• The Four Hundred
  • Subscribe
  • Media Kit
  • Contributors
  • About Us
  • Contact
Menu
  • The Four Hundred
  • Subscribe
  • Media Kit
  • Contributors
  • About Us
  • Contact
  • Guru: Use SQL to Generate Random Data

    June 17, 2019 Ted Holt

    Suppose I needed to generate a large database table with random data in order to adequately test the performance of an SQL query. Suppose that, for security reasons, I was not allowed to copy the production version of the table. Suppose that I needed a way to generate a lot — and I do mean a lot! — of random data. Suppose this scenario is not mere supposition.
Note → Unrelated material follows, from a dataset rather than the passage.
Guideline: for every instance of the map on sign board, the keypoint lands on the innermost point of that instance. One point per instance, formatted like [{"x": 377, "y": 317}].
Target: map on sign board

    Before an SQL query goes into production, it should be tested against a production-like dataset. Running a query against a test dataset of 25 rows (records) can produce unpleasant surprises when it’s installed into production and forced to face a production dataset of thousands or even millions of rows. Obviously we can’t key that much data, so how do we generate it? We use SQL. Let me give you an example.

    Suppose you wish to test a query against a single table. (That’s not realistic, but it will keep the example small and I can illustrate the techniques.) You already have a copy of your table, and you just need to load data into it. However, since this is an illustration, here’s the statement to create my illustrative table.

    create table mylib.Cust24
      ( ID       dec(5),
        Name     char(20),
        Type     dec(1),
        Balance  dec(5,2),
        DueDate  date,
      primary key (ID));
    

    You need data for these columns (fields). You might just use a sequential number for ID, the primary key. If so, a recursive common table expression generates the sequence.

    with list (IDNbr) as 
      (values(1) 
        union all
       select IDNbr + 1
         from list
        where IDNbr < 25)
    select IDNbr from list
    

    This generates 25 rows with sequential ID numbers. You’d generate many more, of course.

    Now put random data into the other columns. The Type column should have an integer from 1 to 3.

    dec(rand()*3+1, 1,0)
    

    The rand() function generates a random number in the range zero to one. Multiplying that number by three changes it to a random number in the range zero to three. Adding one to that puts it into the range one to four. (Chances of the number being four are slim to none. I’ve never seen a random number generator return a zero or a one, only numbers in between them.) The dec() function removes the decimal places, leaving a whole number.

    The Balance column is a five-digit packed-decimal number. If you want a positive number, you can use an expression much like the one for the Type column.

    dec(rand()*999, 5, 2)
    

    If you want some negative numbers as well, adjust the expression to give you some.

    dec(rand()*1000, 5, 2)-500
    

    A random date isn’t hard to get. Use the rand() function to generate a number of days to adjust a reference date, such as the current date.

    current date + int(rand()*100) days
    

    This expression adds up to 100 days to the current date.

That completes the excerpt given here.